Introduction: Adding Auto-Reset Pin to PL2303 Based Serial-USB Modules
I got a couple of cheap PL2303 based Serial to USB modules off AliExpress thinking they would work for uploading code on to my Arduino Pro Mini. Unfortunately, I later figured the modules didn't have a reset pin and everyone who's tried manual reset, knows it's a pain.
A quick look into the 2303 datasheet confirmed that the chip does have a pin dedicated for auto-reset and that it wasn't connected to anything on my modules.

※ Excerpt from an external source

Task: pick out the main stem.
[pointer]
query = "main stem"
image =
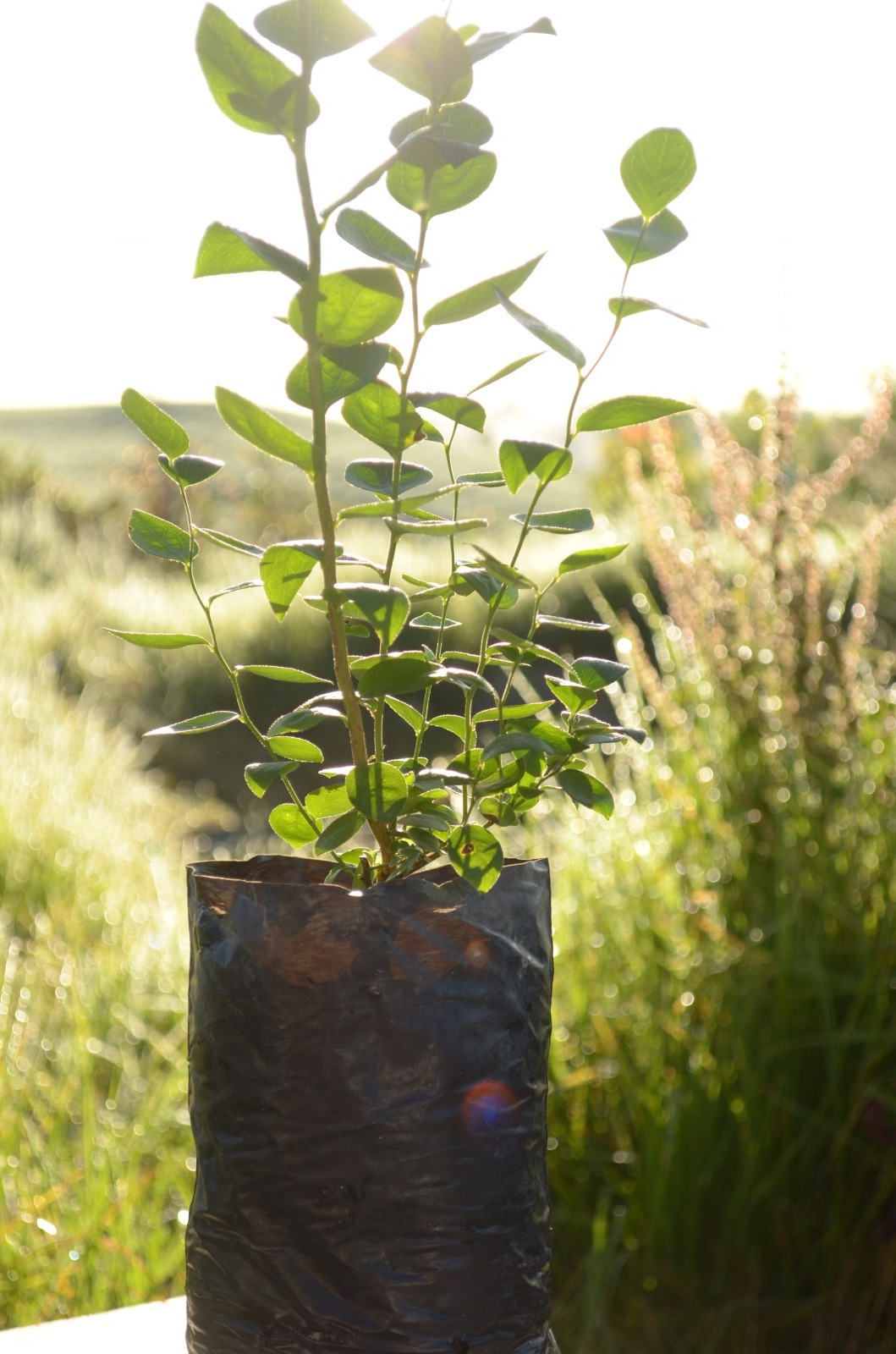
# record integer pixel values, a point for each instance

I gave it a try, pulling out the pin through a small capacitor and it worked!
Although, most of you hackers out there are more intimidated by SMD chips than a Trex running at you, this hack is rather easy, really.
Things you'll need:
- 47nF ceramic capacitor
- A hookup wire with a male/female header
- Micro solder iron
- Desoldering wick
- Magnifying glass (optional)
- Heat shrink tube
Step 1: Prep the Parts
Fortunately, my modules came with a SSOP28 package, I'd be damned if it were a QNF.
Rip the heat shrink if it came shrunk and locate Pin2 on the chip.
Take a 47nF ceramic capacitor, cut and bend one of its legs into a U-shape such that when the pin is soldered, the cap sits on the bottom side (or you can solder that cap in whatever way that pleases you).
Step 2: Set It Up
I used my helping hand to precisely align the capacitor leg on to Pin2 and then dab some flux on the pins before I soldered it. Don't really need a 3rd hand I guess, I used it because I don't have a steady enough hand for the job.
Step 3: Soldering
Gotta be a bit careful on this step, clean the solder tip, dip it in flux, melt on a small amount of solder on to the tip, just enough to tack on the capacitor to Pin2 and use a magnifying glass to inspect the joint, in case you're paranoid of a solder bridge.
Keep some desoldering wick on hand just in case you accidentally bridge the adjacent pins. I needed the wick thrice on hacking two modules.
On the flip-side, solder a small piece of wire with a male/female header on to the capacitor's free end and be sure to insulate it.
Step 4: Testing and Finishing Up
Hook up the module to a Pro Mini and upload the infamous Blink (or any other code!) to confirm that your module is working.
Finish off the hack with some nice heat shrink. I love them clear shrinks!